Jika dalam ceramah jelang tarawih, Tgk Muslim, Guru Besar UIN Ar-Raniry itu, lewat judul “Adab Puasa”, mengisahkan kisah wanita yang mengumpat di masa Rasulullah, dan saat disuruh ludahi isi mulutnya, ternyata berubah jadi darah kotor (daging jelek/jijik), dan puasa setadi paginya sia-sia belaka (juga soal kemurahan membagi menu berbuka), maka Tgk Ridwan, di Masjid Taqwa Jalan KH Ahmad Dahlan, kisahkan lewat “Iman dan Taqwa Berlandaskan Al-Quran”, akan keadilan masa ‘Umar bin ‘Abdul ‘Aziz ra yang memadamkan lampu dengan minyak negara saat membicarakan soal keluarga, atau kisah Arab Badui yang menantang Nabi agar bersikap adil dengan Baitul Mal.
Drs Ridwan Qari, Kabid (Kepala Bidang) Urais Binsyar (Urusan Agama Islam dan Pembinaan Syariah) Kanwil Kementerian Agama Prov Aceh, lanjutkan di malam ke 12 (ke 13) itu, bahwa ciri taqwa itu berpedoman pada Al-Quran sebagaimana maksud ayat QS Al-Baqarah ayat 2 (dzaalikal kitaabu laa rayba fiihi hudan lil muttaqiin, Kitab Al-Quran itu tidak ada keraguan padanya, jadi pedoman bagi orang yang taqwa), dan dengan As-Sunnah. “Orang taqwa dan orang beriman itu terlihat saat berjalan misalnya. Seakan al-Quran melekat pada kesehariannya,” ajak Ustadz Ridwan, Pengasuh Konsultasi Fiqh Majalah Santunan, sambil menjelaskan juga, jika makan jangan dengan cara tak halal (QS Al-Baqarah 187).
Di awal ceramah di masjid putih, yang berlantai tiga, Drs Ridwan Qari, sampaikan pentingnya pembuktian dari rasa dan sikap beriman kita. “Iman bukan simbol, iman bukan jargon, iman bukan simbol, bukan atribut, iman bukan angan-angan, tapi pembuktian dalam keseharian,” ujar putra Pondok Baru, Bener Meriah itu, dari maksud sebuah hadits di bawah ini.
“Jadi jangan seperti kita di Aceh yang seakan-akan dikesankan iman dengan razia misalnya,” tamsilnya lagi, seraya menambahkan jika memilih Presiden (pemimpin apa saja) yang Islam, jika sudah terpilih mau amanah, jika menjalankan mau adil, meski buat kerabat kita.
Jadi, iman itu satu kesatuan dari iqraarun bil lisaani, tashdiiqun bil qolbi dan amalun bil arkaan.
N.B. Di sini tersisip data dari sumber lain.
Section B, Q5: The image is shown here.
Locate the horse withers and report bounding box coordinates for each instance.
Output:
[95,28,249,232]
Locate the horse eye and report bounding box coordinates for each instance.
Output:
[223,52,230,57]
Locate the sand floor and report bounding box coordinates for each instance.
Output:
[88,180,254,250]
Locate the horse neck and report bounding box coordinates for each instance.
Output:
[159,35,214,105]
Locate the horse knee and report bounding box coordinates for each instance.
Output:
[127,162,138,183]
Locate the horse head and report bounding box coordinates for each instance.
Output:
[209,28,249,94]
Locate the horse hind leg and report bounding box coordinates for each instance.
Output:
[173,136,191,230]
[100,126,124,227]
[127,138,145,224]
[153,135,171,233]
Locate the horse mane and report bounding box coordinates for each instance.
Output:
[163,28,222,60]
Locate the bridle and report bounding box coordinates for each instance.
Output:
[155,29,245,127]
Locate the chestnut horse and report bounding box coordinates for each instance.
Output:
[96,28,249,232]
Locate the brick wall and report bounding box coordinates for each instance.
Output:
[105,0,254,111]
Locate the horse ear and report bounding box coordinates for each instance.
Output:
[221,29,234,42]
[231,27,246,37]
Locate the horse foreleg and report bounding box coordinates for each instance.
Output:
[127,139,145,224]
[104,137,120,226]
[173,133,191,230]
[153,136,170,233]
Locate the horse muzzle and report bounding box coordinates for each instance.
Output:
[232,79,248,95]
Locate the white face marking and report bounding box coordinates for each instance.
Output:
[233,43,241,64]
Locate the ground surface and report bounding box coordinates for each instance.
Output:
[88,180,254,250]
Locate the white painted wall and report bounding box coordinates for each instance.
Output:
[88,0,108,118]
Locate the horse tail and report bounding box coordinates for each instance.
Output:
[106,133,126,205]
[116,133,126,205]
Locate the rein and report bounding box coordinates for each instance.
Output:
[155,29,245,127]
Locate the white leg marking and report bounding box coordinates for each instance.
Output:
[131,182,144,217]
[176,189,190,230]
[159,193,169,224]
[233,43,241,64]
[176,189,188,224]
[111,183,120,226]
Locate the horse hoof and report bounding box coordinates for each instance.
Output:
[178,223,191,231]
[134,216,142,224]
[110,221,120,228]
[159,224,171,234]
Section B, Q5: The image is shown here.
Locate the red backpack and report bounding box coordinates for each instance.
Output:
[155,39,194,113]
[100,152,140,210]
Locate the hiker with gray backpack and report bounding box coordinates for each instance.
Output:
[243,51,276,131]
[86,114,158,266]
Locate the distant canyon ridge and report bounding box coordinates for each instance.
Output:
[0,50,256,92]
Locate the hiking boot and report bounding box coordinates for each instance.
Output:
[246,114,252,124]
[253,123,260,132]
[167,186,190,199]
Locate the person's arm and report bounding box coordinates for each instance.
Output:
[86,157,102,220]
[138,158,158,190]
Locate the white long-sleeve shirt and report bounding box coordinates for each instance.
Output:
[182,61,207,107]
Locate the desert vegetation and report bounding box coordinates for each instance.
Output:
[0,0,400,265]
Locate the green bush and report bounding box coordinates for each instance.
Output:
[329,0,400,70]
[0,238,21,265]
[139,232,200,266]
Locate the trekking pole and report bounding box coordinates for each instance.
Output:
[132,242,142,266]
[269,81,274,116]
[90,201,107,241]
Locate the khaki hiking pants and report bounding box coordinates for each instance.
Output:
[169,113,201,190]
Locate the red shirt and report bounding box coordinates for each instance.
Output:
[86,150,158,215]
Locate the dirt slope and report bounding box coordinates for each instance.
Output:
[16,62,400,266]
Rasulullah SAW, untuk definisi di atas, pernah bersabda, “Iman itu laisal iimaani bittamanni walaa bittahalli walakin huwa maa waqara fil qalbi.” Artinya, “Bukanlah iman itu mengharap dalam hati, dan bukan hiasan. Akan tetapi iman itu ialah sesuatu yang menetap dalam hati.”
Jadi iman bukan kupiah, jenggot, sorban dan lainnya. “Bagus jika kupiah, jenggot, sorban, dan atribut itu asal sejalan dengan kesehariannya. Jangan kupiah lain, jenggot lain, sorban lain, atau atribut apa pun itu lain, dan lain pula tingkah lakunya. Jangan panjangnya zikir di masjid, tidak dibuktikan dengan amal islami dan imani di luar masjid,” tutupnya.
[Foto: Kakanwil Kemenag Aceh bersama para Kabid saat Rakor Urais Binsyar di Hotel Oasis, 2/12/2013]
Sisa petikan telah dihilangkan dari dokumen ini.